The pages also use space and panels in complimentary ways to Aden’s artistic style. Though most of the book plays in ways that won’t immediately catch the reader’s attention, it becomes more evident in moments of extreme stress on the characters. The attempted escape from the pond monster towards the end is an excellent example, as is when Misha almost drowns towards the middle of the book. The latter example is the highlight of the range of Aden’s artistic talent and control of the page. Popping back between memories of Misha’s and the trauma of the drowning compliments each other so effectively that it acts as an anchor in the book. It also gives a lot of context to Misha’s side of the story which portrays them with deep love and understanding.
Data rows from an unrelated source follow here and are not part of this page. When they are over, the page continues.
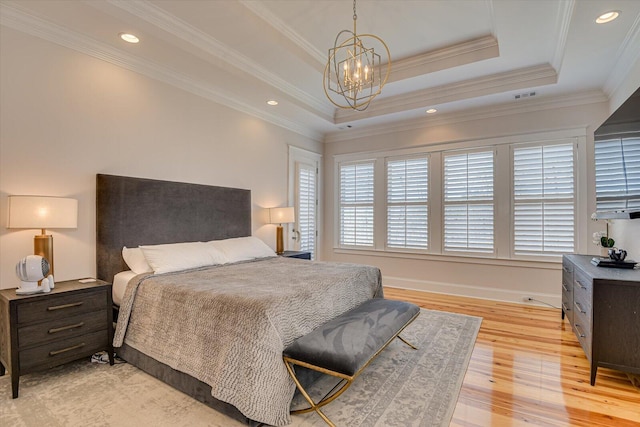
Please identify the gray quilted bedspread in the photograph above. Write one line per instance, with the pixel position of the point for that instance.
(228, 325)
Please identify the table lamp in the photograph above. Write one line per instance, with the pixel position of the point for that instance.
(281, 216)
(42, 212)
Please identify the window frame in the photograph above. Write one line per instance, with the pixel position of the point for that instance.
(626, 198)
(565, 141)
(339, 205)
(468, 202)
(427, 157)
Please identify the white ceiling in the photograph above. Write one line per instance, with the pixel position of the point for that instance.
(454, 55)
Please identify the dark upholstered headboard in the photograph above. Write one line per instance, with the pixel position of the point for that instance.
(137, 211)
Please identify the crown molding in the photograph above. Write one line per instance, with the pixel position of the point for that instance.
(626, 57)
(563, 23)
(537, 75)
(478, 49)
(203, 41)
(479, 113)
(19, 20)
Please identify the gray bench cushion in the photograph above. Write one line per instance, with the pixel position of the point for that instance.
(346, 343)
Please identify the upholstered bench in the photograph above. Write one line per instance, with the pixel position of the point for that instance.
(344, 347)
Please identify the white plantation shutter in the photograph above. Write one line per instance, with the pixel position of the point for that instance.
(356, 204)
(468, 202)
(407, 209)
(618, 173)
(307, 208)
(544, 199)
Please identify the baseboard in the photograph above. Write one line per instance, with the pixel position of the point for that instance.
(496, 294)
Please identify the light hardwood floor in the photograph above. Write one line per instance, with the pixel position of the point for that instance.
(528, 368)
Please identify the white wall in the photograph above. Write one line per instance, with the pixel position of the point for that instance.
(65, 116)
(496, 279)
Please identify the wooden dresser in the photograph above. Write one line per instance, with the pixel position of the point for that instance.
(603, 307)
(41, 331)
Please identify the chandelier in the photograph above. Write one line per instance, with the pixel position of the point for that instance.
(354, 73)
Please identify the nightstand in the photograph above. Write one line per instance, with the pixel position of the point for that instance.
(41, 331)
(297, 254)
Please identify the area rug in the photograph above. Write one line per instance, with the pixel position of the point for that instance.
(402, 387)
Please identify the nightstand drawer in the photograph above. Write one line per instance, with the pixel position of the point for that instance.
(62, 328)
(62, 306)
(58, 352)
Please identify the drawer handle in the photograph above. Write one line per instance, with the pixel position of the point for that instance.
(60, 307)
(64, 350)
(64, 328)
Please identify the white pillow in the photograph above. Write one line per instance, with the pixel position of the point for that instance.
(181, 256)
(135, 260)
(242, 248)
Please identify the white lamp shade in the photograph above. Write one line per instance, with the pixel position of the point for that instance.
(281, 215)
(42, 212)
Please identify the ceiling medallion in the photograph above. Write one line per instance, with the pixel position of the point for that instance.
(354, 73)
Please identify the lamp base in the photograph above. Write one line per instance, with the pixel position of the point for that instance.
(279, 240)
(43, 246)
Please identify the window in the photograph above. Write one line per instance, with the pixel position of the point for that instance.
(505, 198)
(356, 204)
(306, 198)
(407, 208)
(544, 203)
(468, 202)
(618, 173)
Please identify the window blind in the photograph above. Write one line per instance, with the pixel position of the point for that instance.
(618, 173)
(544, 200)
(407, 208)
(468, 202)
(307, 208)
(356, 204)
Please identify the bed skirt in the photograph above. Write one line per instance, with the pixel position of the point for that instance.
(182, 382)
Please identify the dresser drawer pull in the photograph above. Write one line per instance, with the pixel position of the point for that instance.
(60, 307)
(579, 307)
(64, 328)
(64, 350)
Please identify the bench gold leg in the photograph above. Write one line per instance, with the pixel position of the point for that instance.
(313, 405)
(407, 343)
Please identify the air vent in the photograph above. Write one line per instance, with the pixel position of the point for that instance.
(525, 95)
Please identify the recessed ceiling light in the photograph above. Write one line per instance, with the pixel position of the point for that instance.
(129, 38)
(607, 17)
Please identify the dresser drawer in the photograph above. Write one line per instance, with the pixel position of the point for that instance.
(62, 328)
(58, 352)
(567, 273)
(582, 290)
(62, 306)
(582, 328)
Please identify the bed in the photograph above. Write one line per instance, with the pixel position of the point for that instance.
(236, 317)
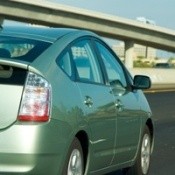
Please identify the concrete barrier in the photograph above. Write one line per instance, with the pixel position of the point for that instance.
(160, 78)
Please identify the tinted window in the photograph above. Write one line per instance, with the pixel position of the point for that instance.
(113, 68)
(65, 63)
(12, 75)
(21, 48)
(86, 64)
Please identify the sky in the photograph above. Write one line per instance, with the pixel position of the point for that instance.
(160, 11)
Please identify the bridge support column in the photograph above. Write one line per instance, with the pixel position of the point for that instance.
(129, 52)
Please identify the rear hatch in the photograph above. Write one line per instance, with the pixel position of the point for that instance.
(17, 52)
(12, 80)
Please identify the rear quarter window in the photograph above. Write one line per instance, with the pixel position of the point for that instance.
(21, 48)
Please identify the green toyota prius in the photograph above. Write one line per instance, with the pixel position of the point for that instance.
(68, 106)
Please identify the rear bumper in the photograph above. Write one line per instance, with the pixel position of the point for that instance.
(33, 148)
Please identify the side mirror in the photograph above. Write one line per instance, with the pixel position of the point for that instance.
(141, 82)
(117, 88)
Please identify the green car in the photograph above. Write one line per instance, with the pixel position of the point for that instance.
(68, 106)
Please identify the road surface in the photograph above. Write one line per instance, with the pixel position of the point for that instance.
(163, 159)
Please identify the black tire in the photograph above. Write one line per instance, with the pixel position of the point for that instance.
(74, 163)
(142, 164)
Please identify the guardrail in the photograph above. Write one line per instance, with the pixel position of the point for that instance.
(53, 14)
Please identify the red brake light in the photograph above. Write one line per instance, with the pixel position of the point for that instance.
(36, 100)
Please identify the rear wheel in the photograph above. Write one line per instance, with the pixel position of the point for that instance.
(142, 164)
(74, 164)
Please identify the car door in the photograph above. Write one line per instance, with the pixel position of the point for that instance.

Overall, Love, Misha is a perfect addition to an ever-growing list of comics tackling issues around queer existence and identity. It adds more options for younger readers to interact with stories that represent a variety of experiences and existence. Yes, it is a perfect book for a specific experience (nonbinary kid and cis adult) but the book presents it within a narrative that is immediately recognizable to many readers, adult or not.
And yes, I wish the character of Audrey found more room to grow, more room to do differently rather than promise to do differently. But, growth isn’t a straightforward process and not all books are written for me (or the “me” of the current political moment). Askel Aden seems to know this deeply. Aden considers the fact that each of us are human and not always in the places that could allow us to be our best selves. So, yea, I’m not a fan of Misha’s mom, but its because I see the worst parts of myself and other parents of nonbinary kids that I don’t want to admit were ever there.
I want us to be at the end of the story, where we walk through the portal back into the real world changed. But there are spirits to escape, challenges to overcome. We must escape the forest by going through. Love, Misha gives us one way we can make it to the end. I hope to see you there.
Verdict: You should buy queer books every month then double up every Pride month and get this book for the middle grade reader in your life!